「ううん、いいの!
ツバサが元気なら、それでいい!」

そう言う彼女の笑顔は、本当に女神なんじゃないか?って疑う位に眩しくて綺麗で、俺の心にあった罪悪感を()(さら)うように消してくれた。
その笑顔につられて俺も思わず微笑むと、レノアは更に嬉しそうに微笑う。
特別な言葉がなくても、こうして彼女と笑って過ごせる時間が俺はやっぱり心地良くて好きだ。

「道中、気を付けてな」

「うん、ありがとう。ツバサもね」

「ああ」

居心地が良過ぎて、離れたくなくなるーー。

けど、そんな事は言える筈もない。
「気を付けてな」以外、気の効いた言葉も見付からない。
ただ黙って見つめていると、一瞬俺からフッと目を逸らしたレノアが言った。

「ね、ツバサ。

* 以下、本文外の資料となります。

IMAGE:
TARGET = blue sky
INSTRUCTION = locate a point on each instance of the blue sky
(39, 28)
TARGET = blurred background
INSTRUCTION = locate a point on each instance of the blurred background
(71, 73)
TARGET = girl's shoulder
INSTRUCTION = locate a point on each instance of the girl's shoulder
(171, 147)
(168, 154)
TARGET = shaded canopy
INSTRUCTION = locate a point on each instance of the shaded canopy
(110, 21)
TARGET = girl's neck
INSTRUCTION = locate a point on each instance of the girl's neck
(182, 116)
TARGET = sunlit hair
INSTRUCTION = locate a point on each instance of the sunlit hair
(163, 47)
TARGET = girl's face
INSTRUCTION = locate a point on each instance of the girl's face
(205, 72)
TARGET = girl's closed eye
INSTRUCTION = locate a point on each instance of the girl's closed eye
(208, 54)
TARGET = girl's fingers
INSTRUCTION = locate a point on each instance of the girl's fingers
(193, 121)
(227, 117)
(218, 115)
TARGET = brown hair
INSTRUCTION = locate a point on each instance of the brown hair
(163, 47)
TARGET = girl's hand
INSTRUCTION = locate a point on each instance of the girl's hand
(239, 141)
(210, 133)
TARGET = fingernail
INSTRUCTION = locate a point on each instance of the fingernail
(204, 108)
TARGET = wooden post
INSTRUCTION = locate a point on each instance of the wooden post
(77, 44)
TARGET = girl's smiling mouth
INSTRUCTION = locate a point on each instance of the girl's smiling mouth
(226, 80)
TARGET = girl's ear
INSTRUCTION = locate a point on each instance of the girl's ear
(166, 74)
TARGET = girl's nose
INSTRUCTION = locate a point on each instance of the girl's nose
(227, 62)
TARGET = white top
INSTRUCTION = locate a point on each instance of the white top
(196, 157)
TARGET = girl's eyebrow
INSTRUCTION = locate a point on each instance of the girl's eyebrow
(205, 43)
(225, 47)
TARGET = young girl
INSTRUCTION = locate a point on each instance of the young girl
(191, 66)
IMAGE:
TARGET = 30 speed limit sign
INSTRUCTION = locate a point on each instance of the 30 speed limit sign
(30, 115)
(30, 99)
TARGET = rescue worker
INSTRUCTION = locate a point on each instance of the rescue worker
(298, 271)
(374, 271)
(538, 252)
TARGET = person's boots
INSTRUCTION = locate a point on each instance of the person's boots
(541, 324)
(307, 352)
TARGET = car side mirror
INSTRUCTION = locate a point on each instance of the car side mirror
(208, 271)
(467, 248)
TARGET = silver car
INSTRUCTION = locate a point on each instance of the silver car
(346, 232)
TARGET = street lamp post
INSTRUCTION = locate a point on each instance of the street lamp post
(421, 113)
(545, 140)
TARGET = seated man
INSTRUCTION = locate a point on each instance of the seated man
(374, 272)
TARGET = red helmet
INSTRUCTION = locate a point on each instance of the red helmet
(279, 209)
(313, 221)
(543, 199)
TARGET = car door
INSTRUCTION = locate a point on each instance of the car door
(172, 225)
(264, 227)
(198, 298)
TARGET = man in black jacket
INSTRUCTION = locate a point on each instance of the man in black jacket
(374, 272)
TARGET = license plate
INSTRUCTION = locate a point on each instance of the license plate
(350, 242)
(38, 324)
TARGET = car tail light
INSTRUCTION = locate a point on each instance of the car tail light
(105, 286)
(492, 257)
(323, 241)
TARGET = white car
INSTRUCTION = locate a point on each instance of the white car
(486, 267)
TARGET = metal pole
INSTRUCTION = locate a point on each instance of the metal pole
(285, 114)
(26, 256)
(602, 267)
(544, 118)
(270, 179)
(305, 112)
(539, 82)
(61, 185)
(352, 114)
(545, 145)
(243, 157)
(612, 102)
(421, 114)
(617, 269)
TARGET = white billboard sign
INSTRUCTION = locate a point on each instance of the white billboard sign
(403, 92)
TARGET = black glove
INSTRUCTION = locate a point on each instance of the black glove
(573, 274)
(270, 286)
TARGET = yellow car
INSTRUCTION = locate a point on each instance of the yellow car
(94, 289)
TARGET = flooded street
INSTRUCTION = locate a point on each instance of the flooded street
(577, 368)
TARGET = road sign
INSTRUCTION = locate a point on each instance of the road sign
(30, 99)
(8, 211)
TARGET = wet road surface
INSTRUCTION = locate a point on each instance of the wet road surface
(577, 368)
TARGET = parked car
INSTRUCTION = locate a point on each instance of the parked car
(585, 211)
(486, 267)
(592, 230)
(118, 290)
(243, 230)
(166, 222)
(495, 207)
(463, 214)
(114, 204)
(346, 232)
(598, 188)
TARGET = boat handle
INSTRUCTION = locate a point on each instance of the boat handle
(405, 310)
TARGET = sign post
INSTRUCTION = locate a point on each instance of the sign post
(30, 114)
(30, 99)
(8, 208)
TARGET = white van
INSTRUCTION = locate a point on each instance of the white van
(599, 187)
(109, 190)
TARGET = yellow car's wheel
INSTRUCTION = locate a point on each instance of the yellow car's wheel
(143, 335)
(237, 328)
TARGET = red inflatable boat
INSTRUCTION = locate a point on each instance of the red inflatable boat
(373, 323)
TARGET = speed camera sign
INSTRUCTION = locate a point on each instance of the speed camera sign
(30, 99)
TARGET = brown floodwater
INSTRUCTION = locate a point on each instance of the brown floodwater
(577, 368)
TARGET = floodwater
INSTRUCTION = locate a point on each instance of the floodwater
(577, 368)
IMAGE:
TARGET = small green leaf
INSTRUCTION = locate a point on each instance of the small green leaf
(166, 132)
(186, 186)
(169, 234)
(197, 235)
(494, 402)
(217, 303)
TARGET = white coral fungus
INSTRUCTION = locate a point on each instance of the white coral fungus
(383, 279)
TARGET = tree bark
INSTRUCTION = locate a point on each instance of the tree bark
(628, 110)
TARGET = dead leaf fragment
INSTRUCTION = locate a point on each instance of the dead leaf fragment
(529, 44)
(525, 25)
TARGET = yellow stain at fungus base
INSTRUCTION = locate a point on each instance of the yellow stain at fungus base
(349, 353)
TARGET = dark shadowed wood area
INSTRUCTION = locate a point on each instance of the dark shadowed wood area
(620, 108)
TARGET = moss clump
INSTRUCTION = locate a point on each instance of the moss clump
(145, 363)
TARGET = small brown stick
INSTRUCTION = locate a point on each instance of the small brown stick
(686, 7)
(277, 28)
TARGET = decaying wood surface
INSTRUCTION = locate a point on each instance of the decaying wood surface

少し……屈んで?」

「?……屈む?」

その言葉に「何だ?」と思いつつも少し身を下げた瞬間だった。
一歩前に踏み出して近付いて来たレノアが、俺の服の胸元辺りを握る。そしてその直後に右頬に感じたのは、柔らかく暖かい感触。

ーー……へ?

まさかの事態に、暫し思考が止まる。

……、……
……レノアが、俺の頬にキス、した。

俺がようやくそう理解した時。その時すでに唇を俺の頬から離していた彼女が、自分の頬を赤く染めながら言った。

「じゃあ……。また、ね」

大好きーー。

口に出された言葉とは異なる本音。
レノアの言葉に隠された心の声が、俺にはハッキリと聴こえてしまった。
その、素直な想いを口にしない彼女の心に胸をキュッと掴まれて、俺も思わず言ってしまいたくなる。

俺も、大好きだーー。

けど、その言葉は今はまだ言えない。
だから俺は、背を向けて馬車の方へ歩んで行こうとしている彼女の手を取って伝える。今の全ての想いをーー……。

「来年の今は、「こんな事があったな」って……一緒に笑おう。なっ?」

これが、今の俺達が交わせる精一杯の約束。
俺に勇気と力をくれた言葉を返すと、振り返ったレノアが瞳を潤ませた笑顔で頷く。